Containers, Kubernetes, OpenShift on Power

Connect, learn, share, and engage with IBM Power.

View Only

Back to discussions

Expand all | Collapse all

NVIDIA GPU support for Kubernetes on Power

1. NVIDIA GPU support for Kubernetes on Power

Like
Yan Zhan
Posted Tue February 14, 2023 04:19 PM

Reply
Hello! I'm looking at enabling NVIDIA GPUs for use in my Power9 Kubernetes cluster. I have some AC922 nodes with NVIDIA Tesla V100 GPUs.

I followed the instructions at GitHub - NVIDIA/k8s-device-plugin: NVIDIA device plugin for Kubernetes until the step "Enabling GPU Support in Kubernetes", when I found that the device plugin image isn't available for ppc64le (https://catalog.ngc.nvidia.com/orgs/nvidia/containers/k8s-device-plugin).
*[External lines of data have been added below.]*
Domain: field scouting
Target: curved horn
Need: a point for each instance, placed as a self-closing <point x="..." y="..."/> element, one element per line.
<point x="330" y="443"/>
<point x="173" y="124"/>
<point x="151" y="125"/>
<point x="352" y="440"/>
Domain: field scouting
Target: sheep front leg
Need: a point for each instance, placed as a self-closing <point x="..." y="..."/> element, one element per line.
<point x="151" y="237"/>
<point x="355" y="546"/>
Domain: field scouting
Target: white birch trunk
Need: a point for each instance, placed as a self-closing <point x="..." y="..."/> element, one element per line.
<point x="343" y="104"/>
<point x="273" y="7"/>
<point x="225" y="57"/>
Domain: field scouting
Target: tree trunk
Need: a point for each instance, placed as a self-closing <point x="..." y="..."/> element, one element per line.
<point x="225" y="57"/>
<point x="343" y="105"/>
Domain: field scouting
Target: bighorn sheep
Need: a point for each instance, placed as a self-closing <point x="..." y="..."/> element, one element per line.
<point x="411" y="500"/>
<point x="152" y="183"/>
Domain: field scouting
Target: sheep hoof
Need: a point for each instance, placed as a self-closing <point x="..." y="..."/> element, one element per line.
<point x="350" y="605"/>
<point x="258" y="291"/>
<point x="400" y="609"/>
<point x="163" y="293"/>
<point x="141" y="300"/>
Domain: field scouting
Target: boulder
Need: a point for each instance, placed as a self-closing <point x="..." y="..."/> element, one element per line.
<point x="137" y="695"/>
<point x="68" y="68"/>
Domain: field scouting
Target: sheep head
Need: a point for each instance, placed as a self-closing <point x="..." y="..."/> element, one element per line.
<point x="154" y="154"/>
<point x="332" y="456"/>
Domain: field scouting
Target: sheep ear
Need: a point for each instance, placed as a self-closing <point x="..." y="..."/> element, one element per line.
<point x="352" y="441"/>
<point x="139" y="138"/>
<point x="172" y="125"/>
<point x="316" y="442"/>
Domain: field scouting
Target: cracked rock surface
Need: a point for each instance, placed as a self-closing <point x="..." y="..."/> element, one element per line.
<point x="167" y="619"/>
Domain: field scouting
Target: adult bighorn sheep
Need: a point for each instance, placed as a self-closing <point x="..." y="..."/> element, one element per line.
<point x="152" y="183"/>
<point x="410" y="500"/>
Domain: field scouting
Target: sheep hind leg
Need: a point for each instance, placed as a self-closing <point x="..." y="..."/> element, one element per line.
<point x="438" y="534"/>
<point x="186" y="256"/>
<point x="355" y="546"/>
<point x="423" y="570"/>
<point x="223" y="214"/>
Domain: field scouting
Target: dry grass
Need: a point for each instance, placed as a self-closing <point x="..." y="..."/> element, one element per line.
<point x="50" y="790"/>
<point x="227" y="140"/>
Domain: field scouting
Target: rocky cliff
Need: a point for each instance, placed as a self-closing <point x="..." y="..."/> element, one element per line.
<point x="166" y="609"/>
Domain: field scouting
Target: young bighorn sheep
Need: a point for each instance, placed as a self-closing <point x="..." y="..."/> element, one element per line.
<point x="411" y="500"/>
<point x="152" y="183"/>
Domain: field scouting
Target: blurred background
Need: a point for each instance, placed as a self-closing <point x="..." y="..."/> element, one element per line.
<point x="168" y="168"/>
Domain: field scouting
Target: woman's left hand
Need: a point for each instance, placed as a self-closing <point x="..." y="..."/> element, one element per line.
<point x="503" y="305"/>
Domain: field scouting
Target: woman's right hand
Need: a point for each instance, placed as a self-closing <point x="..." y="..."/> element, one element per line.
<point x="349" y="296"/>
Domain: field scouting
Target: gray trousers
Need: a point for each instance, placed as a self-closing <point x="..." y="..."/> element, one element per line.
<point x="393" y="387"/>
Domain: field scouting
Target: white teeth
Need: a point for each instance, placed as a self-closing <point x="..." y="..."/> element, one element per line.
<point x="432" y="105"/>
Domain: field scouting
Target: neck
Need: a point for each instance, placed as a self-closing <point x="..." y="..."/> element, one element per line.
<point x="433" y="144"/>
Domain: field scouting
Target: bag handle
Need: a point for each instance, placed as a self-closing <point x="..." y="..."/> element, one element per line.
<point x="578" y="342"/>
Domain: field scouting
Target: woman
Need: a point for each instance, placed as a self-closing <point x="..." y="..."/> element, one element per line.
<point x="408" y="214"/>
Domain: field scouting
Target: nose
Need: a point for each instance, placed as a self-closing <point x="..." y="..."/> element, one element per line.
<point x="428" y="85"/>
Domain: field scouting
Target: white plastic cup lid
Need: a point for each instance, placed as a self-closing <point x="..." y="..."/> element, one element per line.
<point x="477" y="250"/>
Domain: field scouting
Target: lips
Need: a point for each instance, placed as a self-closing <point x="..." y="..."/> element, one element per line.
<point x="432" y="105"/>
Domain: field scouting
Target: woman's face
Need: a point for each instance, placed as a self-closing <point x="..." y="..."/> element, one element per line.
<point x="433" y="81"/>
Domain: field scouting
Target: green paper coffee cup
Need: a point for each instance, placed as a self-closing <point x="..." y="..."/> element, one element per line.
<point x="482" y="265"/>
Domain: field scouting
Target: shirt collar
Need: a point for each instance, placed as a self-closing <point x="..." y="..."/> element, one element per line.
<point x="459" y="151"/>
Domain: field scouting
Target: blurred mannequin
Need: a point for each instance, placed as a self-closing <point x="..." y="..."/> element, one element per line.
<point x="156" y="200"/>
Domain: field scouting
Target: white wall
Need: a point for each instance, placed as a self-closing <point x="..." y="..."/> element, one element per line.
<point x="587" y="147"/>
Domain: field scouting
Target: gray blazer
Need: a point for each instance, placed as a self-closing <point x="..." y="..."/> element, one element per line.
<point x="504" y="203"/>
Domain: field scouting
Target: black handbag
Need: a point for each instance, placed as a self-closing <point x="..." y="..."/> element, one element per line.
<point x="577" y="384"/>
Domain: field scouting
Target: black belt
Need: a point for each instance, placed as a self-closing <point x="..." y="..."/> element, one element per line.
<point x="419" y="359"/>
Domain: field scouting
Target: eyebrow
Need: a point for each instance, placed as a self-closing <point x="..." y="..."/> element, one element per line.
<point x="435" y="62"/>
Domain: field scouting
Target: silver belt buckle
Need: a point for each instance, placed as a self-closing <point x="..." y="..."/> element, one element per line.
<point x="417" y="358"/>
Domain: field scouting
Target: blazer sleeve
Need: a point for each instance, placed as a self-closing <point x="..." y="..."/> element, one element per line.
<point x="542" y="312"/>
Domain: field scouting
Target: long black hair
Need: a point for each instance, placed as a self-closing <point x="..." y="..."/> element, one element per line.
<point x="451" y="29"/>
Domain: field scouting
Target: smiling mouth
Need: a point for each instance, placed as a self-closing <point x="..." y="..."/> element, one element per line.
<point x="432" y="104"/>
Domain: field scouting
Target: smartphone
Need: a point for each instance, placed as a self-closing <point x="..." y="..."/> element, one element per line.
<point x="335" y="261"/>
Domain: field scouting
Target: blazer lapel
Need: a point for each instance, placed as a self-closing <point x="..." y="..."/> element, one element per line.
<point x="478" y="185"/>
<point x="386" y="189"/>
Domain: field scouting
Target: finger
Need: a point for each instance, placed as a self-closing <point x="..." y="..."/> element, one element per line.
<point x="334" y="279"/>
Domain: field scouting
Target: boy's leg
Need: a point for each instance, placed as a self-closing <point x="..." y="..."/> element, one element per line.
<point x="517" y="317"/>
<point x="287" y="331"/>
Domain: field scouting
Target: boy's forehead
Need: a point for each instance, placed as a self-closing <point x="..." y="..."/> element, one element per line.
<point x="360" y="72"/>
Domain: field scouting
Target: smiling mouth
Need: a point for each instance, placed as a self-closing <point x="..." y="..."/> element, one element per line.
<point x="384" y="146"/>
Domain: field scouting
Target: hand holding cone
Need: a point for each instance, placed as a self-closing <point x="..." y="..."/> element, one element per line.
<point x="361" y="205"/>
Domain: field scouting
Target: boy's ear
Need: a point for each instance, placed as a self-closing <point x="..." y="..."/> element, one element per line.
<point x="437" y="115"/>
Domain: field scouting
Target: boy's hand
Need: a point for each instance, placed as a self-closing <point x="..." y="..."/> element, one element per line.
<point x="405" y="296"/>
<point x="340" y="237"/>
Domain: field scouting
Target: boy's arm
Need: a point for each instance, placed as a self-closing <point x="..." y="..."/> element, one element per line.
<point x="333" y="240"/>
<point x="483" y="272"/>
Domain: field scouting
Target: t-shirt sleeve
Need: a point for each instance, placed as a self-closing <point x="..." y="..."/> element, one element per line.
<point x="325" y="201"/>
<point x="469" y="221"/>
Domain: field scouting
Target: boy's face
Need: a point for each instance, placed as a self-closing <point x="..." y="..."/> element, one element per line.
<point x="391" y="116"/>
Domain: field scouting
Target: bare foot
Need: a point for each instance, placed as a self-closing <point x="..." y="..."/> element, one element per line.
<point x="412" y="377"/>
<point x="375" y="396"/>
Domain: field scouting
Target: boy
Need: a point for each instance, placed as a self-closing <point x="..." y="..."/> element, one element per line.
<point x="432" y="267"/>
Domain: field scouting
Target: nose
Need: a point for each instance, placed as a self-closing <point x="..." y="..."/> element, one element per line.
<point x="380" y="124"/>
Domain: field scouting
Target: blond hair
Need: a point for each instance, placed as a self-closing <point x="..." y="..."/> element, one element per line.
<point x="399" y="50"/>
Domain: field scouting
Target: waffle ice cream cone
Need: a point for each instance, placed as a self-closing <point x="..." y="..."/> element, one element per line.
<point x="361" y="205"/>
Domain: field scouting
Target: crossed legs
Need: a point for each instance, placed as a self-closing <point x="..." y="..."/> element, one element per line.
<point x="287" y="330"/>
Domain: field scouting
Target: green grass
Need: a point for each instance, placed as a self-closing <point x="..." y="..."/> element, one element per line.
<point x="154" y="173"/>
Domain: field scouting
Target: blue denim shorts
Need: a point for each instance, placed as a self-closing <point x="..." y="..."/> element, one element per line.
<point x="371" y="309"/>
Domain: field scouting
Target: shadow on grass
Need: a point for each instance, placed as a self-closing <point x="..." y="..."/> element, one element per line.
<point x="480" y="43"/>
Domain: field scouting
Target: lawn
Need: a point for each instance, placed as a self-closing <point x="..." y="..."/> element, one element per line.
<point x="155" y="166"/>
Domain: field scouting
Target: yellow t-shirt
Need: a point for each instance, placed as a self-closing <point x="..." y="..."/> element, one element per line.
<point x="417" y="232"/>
I see there are source codes available on the GitHub repo and I could probably build an image from them; but I thought I would post my issue here and see if you have any experience to share.

Thanks,

Yan

------------------------------
Yan Zhan
------------------------------
2. RE: NVIDIA GPU support for Kubernetes on Power

Like
MANOJ KUMAR
Posted Mon February 20, 2023 12:59 PM

Reply
Hi Yan,

Posting this response from Marvin, since he could not respond directly.

given that you use vanilla K8s I assume that you've installed the GPU drivers manually on the nodes and configured the nvidia-driver-runtime appropriately.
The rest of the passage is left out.